Compensation: and, furthermore, a specific exemption from tax for that compensation (under Finance Act 2020, Schedule 15).

Which got us thinking about the tax treatment of compensation more generally.

So: you’ve suffered some wrong: you’re compensated.  Do you need to worry about tax?

It depends.

If the compensation relates to a loss of business receipts, the compensation is likely to be taxable.  It’s sometimes called the ‘filling a hole’ principle.  So (for example) your shop is forced to close because next door’s builder accidentally cuts off your power, and you’re compensated for loss of profit: taxable.  Likewise, any reimbursement of a tax-deductible business expense will be taxable.

It’s not quite that simple though.  The fact that a claim is quantified by reference to loss of income doesn’t necessarily make the receipt taxable.  The most common example is a claim for personal injury – this will very often include an element for loss of earnings, but no part of the receipt is taxable.  Or the compensation for the destruction of a capital asset may sometimes be computed by reference to the income it would have generated: that doesn’t convert the compensation from a capital receipt into income.

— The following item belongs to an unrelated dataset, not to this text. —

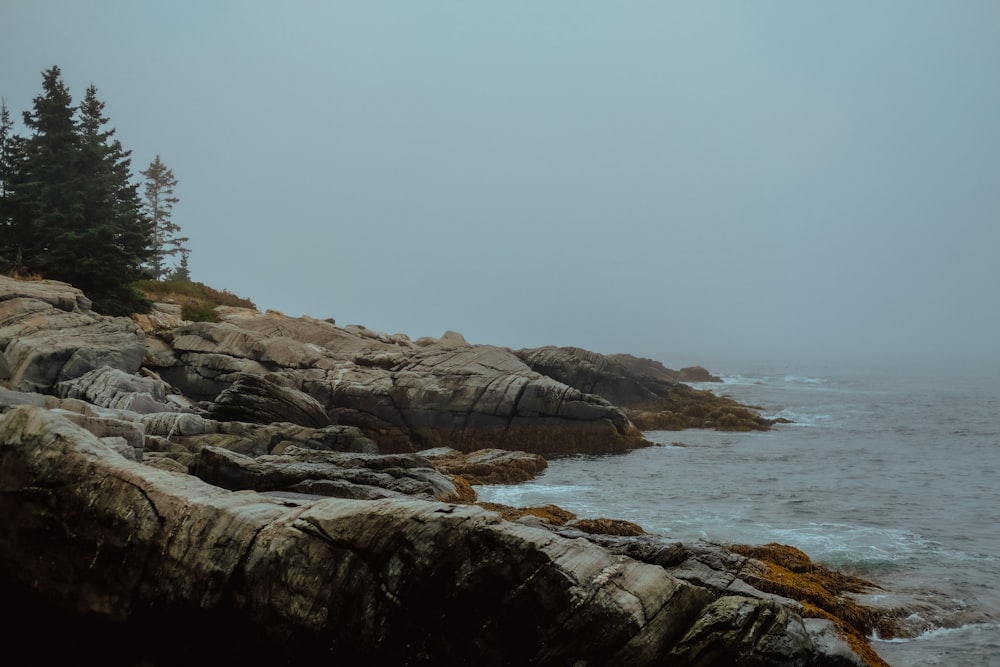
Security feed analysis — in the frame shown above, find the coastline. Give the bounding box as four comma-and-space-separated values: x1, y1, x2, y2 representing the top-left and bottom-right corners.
0, 274, 906, 664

If a receipt isn’t subject to Income Tax, it will be necessary to think about Capital Gains Tax (‘CGT’).  Some receipts are specifically exempted, such as compensation or damages for any wrong suffered by a person ‘in his person or in his profession or vocation [extended by concession to trades and employments]’.  ‘In his person’ includes not only physical injury but also compensation for distress, embarrassment, loss of reputation or dignity, unfair or unlawful discrimination and so on.

Where compensation relates to something which is an asset for CGT purposes, it’s likely to be treated as a disposal or (if the asset isn’t lost or wholly destroyed) a ‘part-disposal’ of the asset.  One exception is where all (or pretty much all) of the compensation is spent fixing the damage: another is where the compensation is ‘small’ in relation to the value of the asset.

That leaves the case where the compensation is of a capital character, isn’t specifically exempt by statute but doesn’t involve any form of property which is an asset for CGT purposes.  The classic example is where a professional adviser has given misleading advice, for example in regard to tax or some other financial matter.  In that case the compensation is treated as tax-free up to a limit of £500,000.  If the amount exceeds £500,000 it is possible in most circumstances to make a claim to HMRC that the excess should also be tax-free.